Now is the time for nettles, wild garlic, chickweed, cleavers, garlic mustard and wild herbs such as thyme. These all grow abundantly all over the Europe. All you need is a basic wild foods book, a pair of gloves and a bag, and you will almost certainly fill your bag with green goodies in an afternoon. Start by checking your garden if you have one. Is there a stray nettle patch which you have been avoiding the whole time? Or a bramble bush which climbs up the fence? Ground Ivy and chickweeds can be a nuisance to gardeners, but when you start to realize that you can eat your ‘weeds’ and that they are one of the most nutritious foods in your garden, you can grown to love them!
I am so excited to see the first shoots of garlic mustard, purslane, dandelions and sorrel poking through the ground. These super leaves are natures way of telling us to add more cleansing foods as the days grow lighter and longer, each one providing us with a different intense flavour to make a delicious green salad. A dish made of completely foraged foods can be not only tasty but free and satisfying!
Wild spring greens salad
A selection of Dandelion leaves, wild purslane (claytonia), wood sorrel, garlic mustard, ground elder, chickweed, fat hen…
Wash and select leaves and place in a large bowl or serving dish. If you want to add some seasonal cultivated salad greens such as spinach or chard, than you can add these too.
To dress up your salad, blend up the following dressing:
Hemp, Orange & Ginger dressing
3 tbsp Hempseeds
1 Blood orange, peeled and pipped
1 ‘’ Fresh ginger
1 Clove garlic
3 tbsp Olive or rapeseed oil
2 tbsp apple cider vinegar
1 pinch salt
You can also try adding some sliced stored pear, walnuts, wild-garlic pesto, lovely European blood orange slices, marinaded seeds, sprouted seeds or some home made sauerkraut to your salad.
Here are some of the wild greens that are starting to appear in my wild garden right now:
Dandelion- An easy one to spot! Leaves range from small light green and smooth to dark green with purple veins and jagged edges. The leaves are very bitter but add a strong flavour to salads and are excellent for kidney problems and a strong detoxifier.
Wild Garlic- found in abundance in damp woodlands, these garlic flavoured green leaves are fabulous added to salads. Also try adding chopped to butters, dips, tomato sauces or in sandwiches.

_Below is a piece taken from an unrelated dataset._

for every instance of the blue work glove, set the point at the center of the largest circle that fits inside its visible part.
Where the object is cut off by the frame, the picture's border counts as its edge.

Fat hen – another common plant in gardens and wastelands. Tall stems with diamond shaped green leaves. Fat hen is a powerhouse of nutrients, containing more protein and iron than spinach, and more vitamin B1 and calcium than cabbage.
Wood sorrel- A pretty tiny lime green plant with a white flower on a fine stem. Tastes very tart and citrus like. A few leaves in a salad make a big impact!
Wild Pursulane- Also known as Claytonia, a very tasty addition to salads with its juicy mild leaves. Its stems trail and produce small green leaves with a small white flower appearing out of the centre of each leaf from around April to June.
Garlic Mustard – Tall with bright green leaves and small white flowers. You’ll see it everywhere in hedgerows, gardens and woods
Ground elder- a pest for many a gardener, instead of fighting against this invasive weed, try eating it! Its mild flavour can bulk out salads, goes well in coked dishes or green smoothies
Chickweed- another bane to gardens, this common annual creeps along wild areas, with soft bright green small leaves and star shaped white flowers. They have a lovely mild lettuce like taste.